Along with the typical widgets (Twitter, for instance, and a photo gallery app) which all occupy their own screen on the Android Home screen, the most notable thing about this particular UI is the Leap tool. Basically the idea is if you have swiped too far from the Home screen or want to quickly switch from Twitter to the messaging widget, you can employ a pinch gesture which then displays all of the available pages of the Home screen for you to quick jump to.
If you’re the owner of a Motorola Android phone then you might have the Motorola MotoBlur user interface overlay.
This is a contentious UI – Motorola owners either love it or hate it, and all are pretty unanimous when it comes to being forced to register to use the system or face being restricted from accessing the main screen, as happens with the first generation devices to feature MotoBlur. Happily, this registration can be delayed on the newer Motorola Android phones.
When it comes down to it, however, the user interface can barely be described as such. Motorola have thrown a selection of cartoony icons and added proprietary widgets for social networking, but it isn’t such a far cry from the original Android UI as HTC Sense and Samsung TouchWiz are.
What really lets MotoBlur down, however, is performance. Even on high-end devices this is a laggy and occasionally buggy system, and MotoBlur is so disliked that there are guides on the web instructing users how to remove the UI…

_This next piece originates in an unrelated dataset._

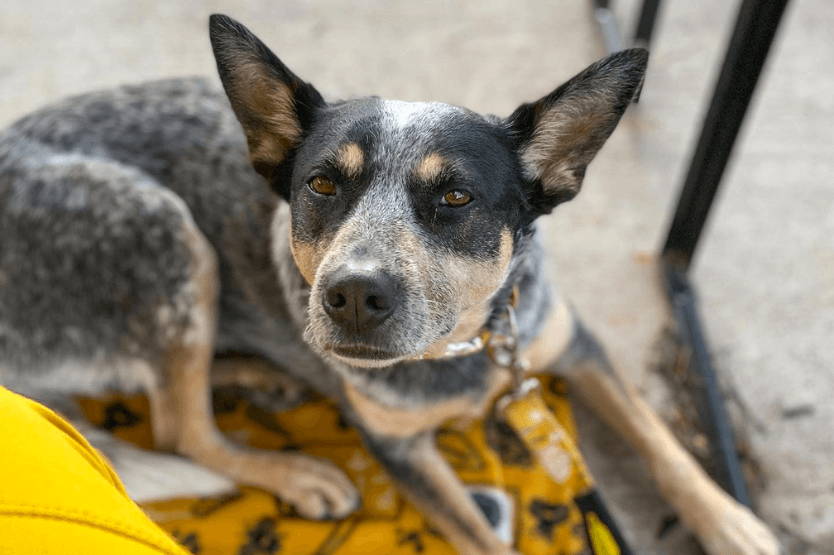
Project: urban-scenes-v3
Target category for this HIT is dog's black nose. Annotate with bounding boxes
[323,268,399,335]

(It is also telling that Motorola don't appear to advertise the presence of MotoBlur on their most recent devices such as the Photon 4G, perhaps suggesting that its days are numbered.)
If you find yourself looking at the Samsung TouchWiz user interface, you can expect to find the Gingerbread 2.3 release of Android hiding behind the scenes. But how good is the Samsung UI?
One thing you will notice straightaway is the unusual unlock screen on the Samsung devices that use TouchWiz. Rather than featuring a slide-to-unlock system, the UI employs a “drag the wallpaper off the screen to unlock", which is pretty refreshing.
Unlike other Android phones, the TouchWiz user interface on Samsung offers a pleasing enhancement to the notifications area. When the menu is pulled down, rather than having a couple of buttons for Wi-Fi and Bluetooth, you will instead find additional buttons for enabling and disabling GPS, Sound and Auto rotation. These are of course styled to blend into TouchWiz, and look pretty cool.
On the downside, while there are plenty of nice enhancements (device-specific wallpapers, for instance) the widget-adding system has been streamlined in such a way that you can only view four of the available widgets at any time without scrolling, which is a shame. However Samsung's clever unifying of phones running their proprietary mobile OS and Android by overlaying the TouchWiz user interface is impressive.
While there are fewer home screens to play with in TouchWiz than in HTC Sense (this can of course be altered with a well-placed root hack, of course) a useful method of switching between the various home screens is included. Simply tap and hold your display and the main contents of the Home screen you are viewing (typically a widget) will fall away slightly, allowing you to then drag your finger to skip to another screen. It looks and feels good, and works really well!
And the Winner is…
Deciding on the best Android UI is tough - after all, these user interfaces appear on phones of varying specification. For instance, Samsung TouchWiz exists in several versions for different Android handset types, while HTC Sense appears on high-end devices and the more common handsets such as the HTC Wildfire.
How well the user interface performs depends on the spec of the phone and to some extent the version of Android that is installed on the device. While the HTC Sense is particularly impressive and easy to use, ultimately an outright winner has to be chosen – and that winner is Samsung’s TouchWiz UI!